Furthermore community rating produces very adverse outcomes. By preventing insurance companies from pricing insurance policies at a different rate for each customer (thus creating an expected profit from each customer), the insurance company has an incentive to refuse cover to high risk people (i.e. those that need insurance the most) or drive them away by making their life a misery every time they try to lodge a claim. To the extent they can’t do this it drives low risk people out of the market, which leave them exposed if they suddenly need emergency health care (this is especially problematic since low risk people are generally young and therefore have little savings) and insurance companies have to raise premiums further to make up for the loss of the highly profitable young people.
My advice to the US government would be to end community rating, guaranteed issue and mandated coverage. I would suggest eliminating the tax deductibility of insurance (or failing that, make putting money into a Health Savings Account tax deductible).
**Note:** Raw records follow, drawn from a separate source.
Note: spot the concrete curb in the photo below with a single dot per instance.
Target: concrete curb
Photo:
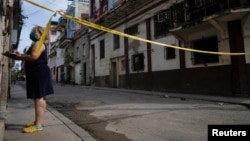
(232, 100)
(71, 125)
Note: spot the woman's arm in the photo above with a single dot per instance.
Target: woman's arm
(34, 53)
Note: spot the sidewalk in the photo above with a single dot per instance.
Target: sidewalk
(57, 127)
(220, 99)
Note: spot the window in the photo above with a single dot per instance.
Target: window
(53, 32)
(169, 53)
(77, 52)
(199, 3)
(122, 65)
(138, 62)
(116, 41)
(208, 44)
(83, 50)
(132, 30)
(162, 23)
(102, 49)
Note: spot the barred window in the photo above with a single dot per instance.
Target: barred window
(138, 62)
(207, 44)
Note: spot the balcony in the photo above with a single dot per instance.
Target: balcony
(121, 9)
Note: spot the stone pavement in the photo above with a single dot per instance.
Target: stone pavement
(57, 127)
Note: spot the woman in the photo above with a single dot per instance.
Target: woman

Medicare and Medicaid should be discontinued and replaced with a system of income support where poor or unusually sick people would receive extra money in a health savings account that could be spent on healthcare or health insurance. If you have to include old people in the scheme explicitly to make it politically possible, that would be OK as a second-best solution.
The basic principle in this is to let market mechanisms work in the absence of a clear market failure and then deal with people who can’t afford vital services by helping them directly. To what extent you provide that help is a terminal values question so I won’t venture an opinion here, but however much or little you want to help, this system should result in cheaper insurance for most people and essential coverage for the poor or those in need of extraordinary levels of health care. It should also arrest the escalating health costs of the US government.
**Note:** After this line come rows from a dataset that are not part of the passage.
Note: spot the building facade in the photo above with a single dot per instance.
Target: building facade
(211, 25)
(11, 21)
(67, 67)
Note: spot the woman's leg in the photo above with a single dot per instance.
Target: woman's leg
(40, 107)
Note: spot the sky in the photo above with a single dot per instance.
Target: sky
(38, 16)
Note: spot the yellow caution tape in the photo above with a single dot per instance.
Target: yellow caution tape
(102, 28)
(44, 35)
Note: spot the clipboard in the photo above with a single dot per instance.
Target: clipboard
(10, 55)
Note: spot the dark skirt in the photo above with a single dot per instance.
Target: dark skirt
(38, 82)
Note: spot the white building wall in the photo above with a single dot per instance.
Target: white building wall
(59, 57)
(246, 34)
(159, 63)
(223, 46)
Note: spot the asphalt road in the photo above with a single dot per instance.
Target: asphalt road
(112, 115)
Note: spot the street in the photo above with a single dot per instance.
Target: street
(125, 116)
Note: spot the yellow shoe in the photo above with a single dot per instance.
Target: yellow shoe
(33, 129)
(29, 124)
This idea seems to involve people negotiating their health care expenses with providers directly, which doesn’t work. Or rather, it only works for the routine expenses, and not the unexpected ones. Some fraction of health care decisions are made under conditions that are literally “buy this or die”, and a large fraction of the remainder are made by people who are in no condition to negotiate, so either some form of collective bargaining, or else direct regulation of prices, is required.
Not at all. Emergency care is precisely the sort of thing that should be covered by insurance. Equally, there’s no reason why the providers of health savings accounts couldn’t negotiate rates for their members, if that’s a valuable service (in fact many insurance companies offer HSAs at the moment. Though I wouldn’t object to the US government forcing hospitals to be more transparent about their pricing.